2. Measure the diameter of the zone of inhibition for each disk. Keeping the lid of the plate in place, use a ruler to measure the diameter of the disk plus the surrounding clear area in millimeters (mm).
   1. Include the diameter of the disk in your measurements. For example, if your disk has a diameter of 6 mm, and the clear area has a width of 3 mm beyond the disk, the diameter of the zone of inhibition that you should measure and record would be 12 mm (6 mm + 3 mm + 3 mm). This is the standard way that zones of inhibition are measured.
   2. You will get four separate measurements for each dilution of each disinfectant—one from each quarter section of the test plate.
3. Use the values from Table 1 to evaluate the bacterial response to each compound (Johnson and Case, 1995).
   
   

   	Diameter of zone of inhibition (mm)
   Resistant	10 or less
   Intermediate	11–15
   Susceptible	16 or more

   
   
   
4. Are the diameters consistent across all four sections? Calculate the average and the standard deviation of the diameter of the zone of inhibition for each disinfectant.
5. Do the diameters of the zones of inhibition decrease as the concentration of disinfectant decreases?

Selecting for Resistant Bacteria

Now you will select the most resistant bacteria from each plate, and repeat the exposure to diluted disinfectant. You will repeat this selection process 4 times.

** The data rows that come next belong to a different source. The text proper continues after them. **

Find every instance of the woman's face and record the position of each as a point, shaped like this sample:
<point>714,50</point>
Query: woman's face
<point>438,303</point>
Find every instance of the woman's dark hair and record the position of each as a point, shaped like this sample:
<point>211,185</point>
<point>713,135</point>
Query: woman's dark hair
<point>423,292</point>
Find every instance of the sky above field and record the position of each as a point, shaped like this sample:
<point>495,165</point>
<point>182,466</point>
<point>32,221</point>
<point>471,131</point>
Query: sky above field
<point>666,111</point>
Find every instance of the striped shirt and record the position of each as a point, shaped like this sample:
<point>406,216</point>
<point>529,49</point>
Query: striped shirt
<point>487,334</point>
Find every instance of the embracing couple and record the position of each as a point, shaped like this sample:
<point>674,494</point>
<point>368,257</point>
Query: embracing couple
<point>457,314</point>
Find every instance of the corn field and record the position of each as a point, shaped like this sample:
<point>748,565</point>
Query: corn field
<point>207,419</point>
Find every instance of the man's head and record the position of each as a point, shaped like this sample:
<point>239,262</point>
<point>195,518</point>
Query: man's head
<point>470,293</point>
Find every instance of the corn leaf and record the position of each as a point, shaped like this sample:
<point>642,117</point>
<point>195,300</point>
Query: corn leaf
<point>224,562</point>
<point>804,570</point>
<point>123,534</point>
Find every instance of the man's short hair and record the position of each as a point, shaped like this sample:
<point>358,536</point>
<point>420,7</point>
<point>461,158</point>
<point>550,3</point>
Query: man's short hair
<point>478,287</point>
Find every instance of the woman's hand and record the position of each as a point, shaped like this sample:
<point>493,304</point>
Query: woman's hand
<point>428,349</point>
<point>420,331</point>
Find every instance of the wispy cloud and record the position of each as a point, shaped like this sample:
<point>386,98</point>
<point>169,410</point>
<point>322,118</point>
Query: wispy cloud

1. For each plate, use a sterile swab to pick up bacterial colonies growing closest to the disinfectant-impregnated disk.
2. Swirl the swab in a tube of sterile water (10 ml) to dilute the bacteria. Cover the tube and agitate it.
3. Repeat steps 4–9, in the Preparing Plates for Disk Diffusion Test section.

Bacterial Safety

Bacteria are all around us in our daily lives and the vast majority of them are not harmful. However, for maximum safety, all bacterial cultures should always be treated as potential hazards. This means that proper handling, cleanup, and disposal are necessary. Below are a few important safety reminders.

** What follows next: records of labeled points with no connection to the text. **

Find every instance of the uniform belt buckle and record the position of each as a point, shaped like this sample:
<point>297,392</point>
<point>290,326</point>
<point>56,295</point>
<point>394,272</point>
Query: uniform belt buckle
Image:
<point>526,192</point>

• Keep your nose and mouth away from tubes, pipettes, or other tools that come in contact with bacterial cultures, in order to avoid ingesting or inhaling any bacteria.
• Make sure to wash your hands thoroughly after handling bacteria.
• Proper Disposal of Bacterial Cultures
  • Bacterial cultures, plates, and disposables that are used to manipulate the bacteria should be soaked in a 10% bleach solution (1 part bleach to 9 parts water) for 1–2 hours.
  • Use caution when handling the bleach, as it can ruin your clothes if spilled, and any disinfectant can be harmful if splashed in your eyes.
  • After bleach treatment is completed, these items can be placed in your normal household garbage.
• Cleaning Your Work Area
  • At the end of your experiment, use a disinfectant, such as 70% ethanol, a 10% bleach solution, or a commercial antibacterial kitchen/bath cleaning solution, to thoroughly clean any surfaces you have used.
  • Be aware of the possible hazards of disinfectants and use them carefully.